On valorise l'adoption d'une idée, qu'elle soit bonne ou mauvaise. Personne n'envie le sort de Cassandre dont personne n'écoutait les prophéties. Toute une industrie s’est ainsi développée autour de la diffusion des idées : édition scientifique et commerciale, relations publiques, lobbys, publicité, propagande. Les réseaux sociaux et l’intelligence artificielle sont les plus récentes évolutions de la diffusion idéologique. Si l’éducation a réussi tant bien que mal à se préserver de l’influence intentionnée, face à l’I.A. elle se trouve plutôt démunie pour l'instant.
Certaines idées sont nourries, favorisées, d’autres sont ignorées, délaissées ou encore activement censurées et combattues. Leur sort est lié à leur correspondance aux intérêts du moment, à leur nouveauté, à la notoriété de leurs auteurs ou à leur financement. La bonne réputation d’un auteur le met relativement à l'abri de l'effet des critiques, mais avant d’en arriver là, il a fallu qu’il fasse ses preuves. En sciences, certains sont tentés de prendre des raccourcis dans des milieux à l'éthique chancelante. Heureusement l’esprit critique demeure à l’oeuvre; le doute fait même partie des qualités scientifiques.
Ceux qui ont identifié un marché sensible et une retour profitable pour leurs idées se serviront de la publicité comme levier. Différente de la propagande, cette dernière s’en distingue par le mensonge et le musèlement des contradicteurs. Mais à la fin, le sort d’une idée dépend essentiellement de son adoption. Qui prône encore le Maoïsme ? Une fois Mao disparu, son idée l’a suivi. Pas de connexions véritables, pas de persistance. Au delà des milliards de Meta, l’idée des metavers se butera éventuellement sur cette réalité, comme bien d’autres.

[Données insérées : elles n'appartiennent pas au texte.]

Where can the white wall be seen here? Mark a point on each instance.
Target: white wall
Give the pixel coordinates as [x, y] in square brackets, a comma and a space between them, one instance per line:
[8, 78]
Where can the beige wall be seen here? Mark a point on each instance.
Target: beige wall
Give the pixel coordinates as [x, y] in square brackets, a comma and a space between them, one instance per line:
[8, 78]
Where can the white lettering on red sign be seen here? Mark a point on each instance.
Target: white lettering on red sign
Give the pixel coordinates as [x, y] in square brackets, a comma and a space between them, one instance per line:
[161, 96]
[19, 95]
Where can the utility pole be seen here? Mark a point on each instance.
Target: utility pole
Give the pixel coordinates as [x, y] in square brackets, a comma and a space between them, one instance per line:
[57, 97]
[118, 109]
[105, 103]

La capacité d'une idée à être adoptée sans trop d’efforts et sans altération indique sa qualité. Certaines idées finissent à se frayer un chemin bien après la disparition de leur auteur. Quand elles apportent une réponse satisfaisante à un problème, pas besoin d’insister, elles parlent par elles-mêmes. «E pur si muove!» (Et pourtant elle tourne) aurait dit Galilée après s'être récusé au tribunal de l'Inquisition. Même si peu comprennent comment Einstein en est arrivé à E=mc2, la simplicité de l’idée finale, la qualité de sa démonstration et sa portée lui ont assuré une pérennité.
En éducation, les idées sont au coeur de notre activité. Celles que l’on choisit d'enseigner ou non le sont pour différentes raisons. Pour choisir les bonnes, il faut pouvoir en discuter librement et publiquement.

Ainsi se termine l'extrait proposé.